Günümüz dünyasında doğal ve temel ihtiyaçların ötesinde ciddi bir savurganlık ve bencillik yaşanırken, diğer tarafta temel ihtiyacını dahi karşılamakta güçlük çeken insanlar var. Bir yanda insanlar açlık ve susuzluktan ölürken, bir yanda obezitenin önlenmesi için tedbirler aranmakta. Modern dünyanın tüketim ve bencillik merkezli yönelimi, birlikte yaşama ihtiyacı yerine bireysel hazları önceler. Kur’an, bizlere getirdiği evrensel anlayış ile yeryüzünün bir ölçü ve denge üzerine kurulduğunu söyler.

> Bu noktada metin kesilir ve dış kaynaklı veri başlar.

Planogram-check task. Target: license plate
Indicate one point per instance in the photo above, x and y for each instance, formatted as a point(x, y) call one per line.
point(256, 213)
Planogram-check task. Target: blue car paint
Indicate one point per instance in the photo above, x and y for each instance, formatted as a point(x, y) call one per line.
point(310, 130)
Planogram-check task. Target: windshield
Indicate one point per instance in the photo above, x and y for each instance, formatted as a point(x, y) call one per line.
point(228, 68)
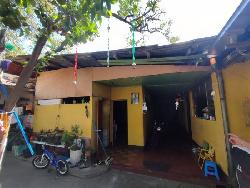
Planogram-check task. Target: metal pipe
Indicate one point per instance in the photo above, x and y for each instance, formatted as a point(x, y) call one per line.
point(225, 121)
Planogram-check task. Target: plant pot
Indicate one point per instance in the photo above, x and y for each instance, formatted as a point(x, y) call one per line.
point(75, 156)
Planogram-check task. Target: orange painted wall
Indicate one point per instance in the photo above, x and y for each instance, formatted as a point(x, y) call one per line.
point(211, 131)
point(237, 89)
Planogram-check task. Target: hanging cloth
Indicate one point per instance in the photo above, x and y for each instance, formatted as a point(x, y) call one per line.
point(133, 44)
point(75, 67)
point(108, 28)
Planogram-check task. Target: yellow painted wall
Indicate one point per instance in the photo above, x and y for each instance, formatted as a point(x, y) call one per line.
point(63, 116)
point(135, 114)
point(237, 88)
point(211, 131)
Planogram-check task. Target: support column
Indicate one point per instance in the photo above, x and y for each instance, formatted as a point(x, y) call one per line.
point(223, 105)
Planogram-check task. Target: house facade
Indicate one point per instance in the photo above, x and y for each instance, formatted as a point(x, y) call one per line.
point(150, 91)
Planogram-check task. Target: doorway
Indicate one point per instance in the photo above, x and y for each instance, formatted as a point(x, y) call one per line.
point(120, 123)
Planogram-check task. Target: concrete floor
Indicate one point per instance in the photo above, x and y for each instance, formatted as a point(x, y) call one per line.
point(20, 173)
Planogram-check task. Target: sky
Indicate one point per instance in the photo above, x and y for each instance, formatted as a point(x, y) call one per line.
point(191, 19)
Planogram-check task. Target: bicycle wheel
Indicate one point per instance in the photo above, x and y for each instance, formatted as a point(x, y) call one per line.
point(40, 162)
point(62, 167)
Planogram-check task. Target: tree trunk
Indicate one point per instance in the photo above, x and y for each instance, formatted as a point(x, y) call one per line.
point(25, 74)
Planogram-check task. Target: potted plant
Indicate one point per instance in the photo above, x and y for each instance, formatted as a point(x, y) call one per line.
point(75, 149)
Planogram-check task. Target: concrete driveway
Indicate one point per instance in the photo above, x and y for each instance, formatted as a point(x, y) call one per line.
point(20, 173)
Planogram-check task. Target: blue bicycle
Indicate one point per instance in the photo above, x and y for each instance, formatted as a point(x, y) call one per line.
point(47, 157)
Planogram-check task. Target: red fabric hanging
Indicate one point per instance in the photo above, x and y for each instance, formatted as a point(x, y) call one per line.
point(75, 67)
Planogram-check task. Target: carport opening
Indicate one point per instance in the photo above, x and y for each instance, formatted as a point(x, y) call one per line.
point(170, 124)
point(120, 123)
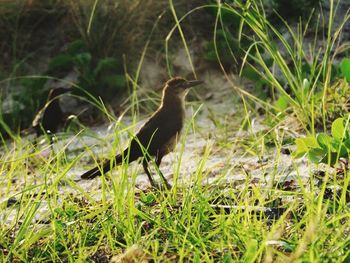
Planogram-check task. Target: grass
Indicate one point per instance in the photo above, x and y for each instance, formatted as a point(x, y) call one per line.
point(235, 198)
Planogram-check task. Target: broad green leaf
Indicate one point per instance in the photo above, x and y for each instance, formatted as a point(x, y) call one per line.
point(316, 155)
point(324, 140)
point(338, 129)
point(345, 69)
point(282, 103)
point(304, 145)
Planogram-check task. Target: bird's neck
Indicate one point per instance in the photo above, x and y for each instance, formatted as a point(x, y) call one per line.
point(173, 103)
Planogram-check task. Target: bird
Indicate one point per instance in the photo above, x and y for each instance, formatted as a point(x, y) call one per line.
point(50, 116)
point(158, 136)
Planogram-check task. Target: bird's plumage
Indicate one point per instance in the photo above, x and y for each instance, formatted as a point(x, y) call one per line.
point(158, 136)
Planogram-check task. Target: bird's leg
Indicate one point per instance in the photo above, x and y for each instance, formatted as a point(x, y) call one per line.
point(164, 180)
point(145, 167)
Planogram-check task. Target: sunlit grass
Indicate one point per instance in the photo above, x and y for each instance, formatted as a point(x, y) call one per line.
point(48, 215)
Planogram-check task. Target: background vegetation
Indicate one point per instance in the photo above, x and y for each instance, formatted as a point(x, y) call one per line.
point(292, 59)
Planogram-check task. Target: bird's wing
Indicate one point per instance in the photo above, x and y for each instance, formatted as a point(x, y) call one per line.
point(158, 131)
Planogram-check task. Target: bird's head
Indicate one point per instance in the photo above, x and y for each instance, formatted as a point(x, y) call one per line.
point(55, 92)
point(179, 87)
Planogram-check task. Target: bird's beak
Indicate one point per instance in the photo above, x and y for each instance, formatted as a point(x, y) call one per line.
point(192, 83)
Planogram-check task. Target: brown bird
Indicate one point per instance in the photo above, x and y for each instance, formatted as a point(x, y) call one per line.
point(49, 118)
point(158, 136)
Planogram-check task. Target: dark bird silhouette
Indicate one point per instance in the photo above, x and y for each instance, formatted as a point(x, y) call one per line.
point(49, 118)
point(158, 136)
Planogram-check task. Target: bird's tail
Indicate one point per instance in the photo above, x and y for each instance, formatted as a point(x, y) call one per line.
point(97, 171)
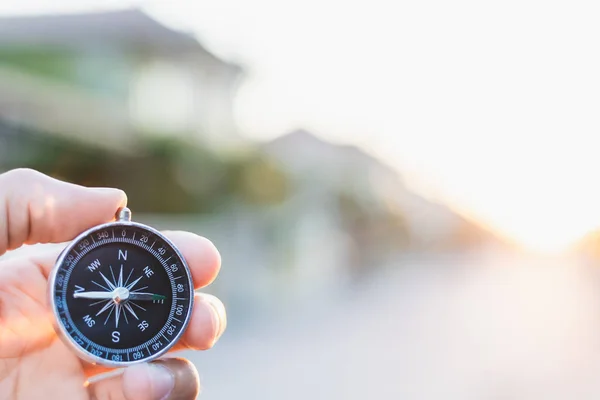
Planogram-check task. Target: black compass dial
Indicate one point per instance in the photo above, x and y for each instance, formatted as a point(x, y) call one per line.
point(122, 293)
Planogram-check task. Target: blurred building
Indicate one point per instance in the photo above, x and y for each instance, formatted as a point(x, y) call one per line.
point(105, 77)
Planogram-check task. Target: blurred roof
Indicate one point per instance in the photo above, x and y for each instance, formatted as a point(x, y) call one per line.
point(131, 28)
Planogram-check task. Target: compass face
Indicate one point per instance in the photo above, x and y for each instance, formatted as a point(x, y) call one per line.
point(122, 294)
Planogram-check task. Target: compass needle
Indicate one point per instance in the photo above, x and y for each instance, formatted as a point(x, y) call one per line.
point(120, 284)
point(103, 287)
point(109, 283)
point(115, 299)
point(117, 314)
point(106, 307)
point(132, 284)
point(109, 313)
point(130, 309)
point(114, 279)
point(128, 276)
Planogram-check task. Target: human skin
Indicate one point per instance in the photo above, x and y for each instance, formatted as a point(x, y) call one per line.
point(34, 362)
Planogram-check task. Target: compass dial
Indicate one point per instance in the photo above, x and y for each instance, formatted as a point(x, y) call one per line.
point(121, 293)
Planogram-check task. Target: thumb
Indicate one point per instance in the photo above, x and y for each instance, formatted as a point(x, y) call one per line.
point(35, 208)
point(166, 379)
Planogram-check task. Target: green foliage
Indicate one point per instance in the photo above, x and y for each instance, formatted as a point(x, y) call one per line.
point(55, 63)
point(164, 175)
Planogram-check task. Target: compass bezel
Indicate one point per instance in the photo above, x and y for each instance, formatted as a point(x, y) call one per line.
point(61, 330)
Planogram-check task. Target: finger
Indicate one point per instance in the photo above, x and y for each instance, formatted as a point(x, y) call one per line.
point(201, 255)
point(171, 378)
point(35, 208)
point(207, 323)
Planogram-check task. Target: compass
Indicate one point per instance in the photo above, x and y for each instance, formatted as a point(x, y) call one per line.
point(121, 293)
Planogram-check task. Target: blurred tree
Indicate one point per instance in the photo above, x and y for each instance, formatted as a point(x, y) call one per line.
point(164, 175)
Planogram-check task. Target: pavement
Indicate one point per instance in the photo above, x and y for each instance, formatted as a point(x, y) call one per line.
point(490, 327)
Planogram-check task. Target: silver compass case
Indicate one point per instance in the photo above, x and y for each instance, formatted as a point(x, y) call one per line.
point(155, 321)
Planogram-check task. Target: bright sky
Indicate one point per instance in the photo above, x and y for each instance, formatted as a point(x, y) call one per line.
point(492, 105)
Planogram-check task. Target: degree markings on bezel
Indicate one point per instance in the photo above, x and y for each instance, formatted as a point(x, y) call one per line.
point(68, 265)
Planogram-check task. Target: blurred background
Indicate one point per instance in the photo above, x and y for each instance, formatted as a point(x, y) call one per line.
point(404, 194)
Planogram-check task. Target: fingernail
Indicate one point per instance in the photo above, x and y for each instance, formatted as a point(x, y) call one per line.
point(162, 380)
point(220, 314)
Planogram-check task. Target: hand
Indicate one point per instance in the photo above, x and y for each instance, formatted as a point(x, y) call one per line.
point(34, 363)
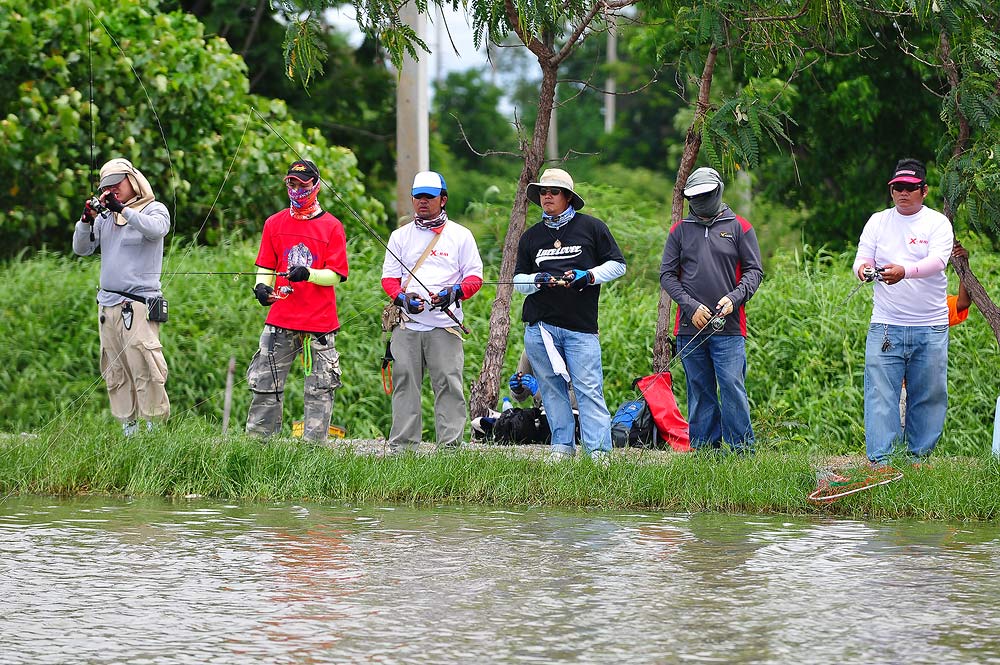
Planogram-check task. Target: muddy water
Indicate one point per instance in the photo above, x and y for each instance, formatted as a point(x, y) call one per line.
point(98, 580)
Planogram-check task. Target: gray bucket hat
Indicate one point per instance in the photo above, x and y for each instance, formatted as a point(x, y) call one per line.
point(555, 178)
point(702, 181)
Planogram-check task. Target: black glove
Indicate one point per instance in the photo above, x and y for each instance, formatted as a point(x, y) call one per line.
point(298, 274)
point(89, 214)
point(263, 294)
point(544, 280)
point(112, 203)
point(578, 279)
point(411, 302)
point(447, 297)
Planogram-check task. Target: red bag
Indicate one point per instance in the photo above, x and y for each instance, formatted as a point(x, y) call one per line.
point(658, 391)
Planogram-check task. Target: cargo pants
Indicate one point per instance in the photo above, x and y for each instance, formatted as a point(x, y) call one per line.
point(266, 378)
point(132, 362)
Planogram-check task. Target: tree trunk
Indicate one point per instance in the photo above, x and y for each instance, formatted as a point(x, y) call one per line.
point(962, 268)
point(692, 145)
point(486, 390)
point(978, 294)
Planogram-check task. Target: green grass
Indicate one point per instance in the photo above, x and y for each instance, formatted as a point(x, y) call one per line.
point(183, 459)
point(805, 347)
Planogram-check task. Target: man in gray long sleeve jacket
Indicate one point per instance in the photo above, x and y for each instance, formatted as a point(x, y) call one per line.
point(711, 268)
point(129, 228)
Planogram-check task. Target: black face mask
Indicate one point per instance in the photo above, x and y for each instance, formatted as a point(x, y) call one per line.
point(707, 206)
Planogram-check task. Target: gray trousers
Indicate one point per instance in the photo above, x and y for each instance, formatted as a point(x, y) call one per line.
point(439, 353)
point(266, 377)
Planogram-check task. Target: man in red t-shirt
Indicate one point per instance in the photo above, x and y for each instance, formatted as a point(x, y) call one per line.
point(303, 253)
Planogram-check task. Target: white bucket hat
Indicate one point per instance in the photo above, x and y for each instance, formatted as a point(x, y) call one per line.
point(555, 178)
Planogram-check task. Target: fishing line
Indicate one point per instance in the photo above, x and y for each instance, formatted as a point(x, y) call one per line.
point(365, 224)
point(152, 108)
point(93, 386)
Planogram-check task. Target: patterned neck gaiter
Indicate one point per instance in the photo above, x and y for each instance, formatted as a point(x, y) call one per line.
point(431, 224)
point(305, 202)
point(560, 220)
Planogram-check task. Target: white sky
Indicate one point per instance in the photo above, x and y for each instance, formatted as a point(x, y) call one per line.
point(443, 58)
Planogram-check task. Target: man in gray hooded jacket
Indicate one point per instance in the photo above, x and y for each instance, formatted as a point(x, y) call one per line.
point(711, 268)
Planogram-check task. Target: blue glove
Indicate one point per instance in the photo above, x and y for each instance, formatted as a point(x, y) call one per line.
point(515, 382)
point(448, 296)
point(579, 279)
point(411, 302)
point(262, 292)
point(298, 274)
point(519, 382)
point(543, 280)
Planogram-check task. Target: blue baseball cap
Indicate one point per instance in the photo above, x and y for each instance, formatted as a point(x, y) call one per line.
point(428, 182)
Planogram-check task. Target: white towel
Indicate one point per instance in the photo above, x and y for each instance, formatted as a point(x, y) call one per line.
point(556, 360)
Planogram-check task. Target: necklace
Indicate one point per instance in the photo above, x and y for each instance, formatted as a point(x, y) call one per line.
point(555, 239)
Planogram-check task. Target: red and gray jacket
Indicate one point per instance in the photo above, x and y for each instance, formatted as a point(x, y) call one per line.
point(706, 260)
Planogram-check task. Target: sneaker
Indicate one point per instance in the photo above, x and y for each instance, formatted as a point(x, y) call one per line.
point(601, 458)
point(558, 456)
point(483, 426)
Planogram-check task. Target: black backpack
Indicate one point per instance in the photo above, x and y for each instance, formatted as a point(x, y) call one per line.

İsraf etmeme konusunda ekmeğe ve suya gösterilen hassasiyetten ne yazık ki diğer gıda maddeleri nasibini almaz. Ekmeğe yüklediğimiz kutsallık onu çöp kutusuna atmamızı zorlaştırır ama gereğinden fazla alınan/pişirilen yemekler rahatlıkla çöpe dökülür. Bazen de çok yiyerek vücudumuzu, sağlığımızı israf eder, taşıyamayacak yük alırız üzerimize. Cenab-ı Allah hayat kriterimizi belirlemiştir. A‘râf suresinin 31. ayetinde şöyle buyurur: “Ey âdemoğulları, her mescide gidişinizde güzel elbiselerinizi giyin, yiyin, için fakat israf etmeyin. Çünkü Allah israf edenleri sevmez.” Elbette verilen nimetlerden faydalanacağız, rızkımıza düşenden yiyeceğiz, ikram edeceğiz ama israf etmeden.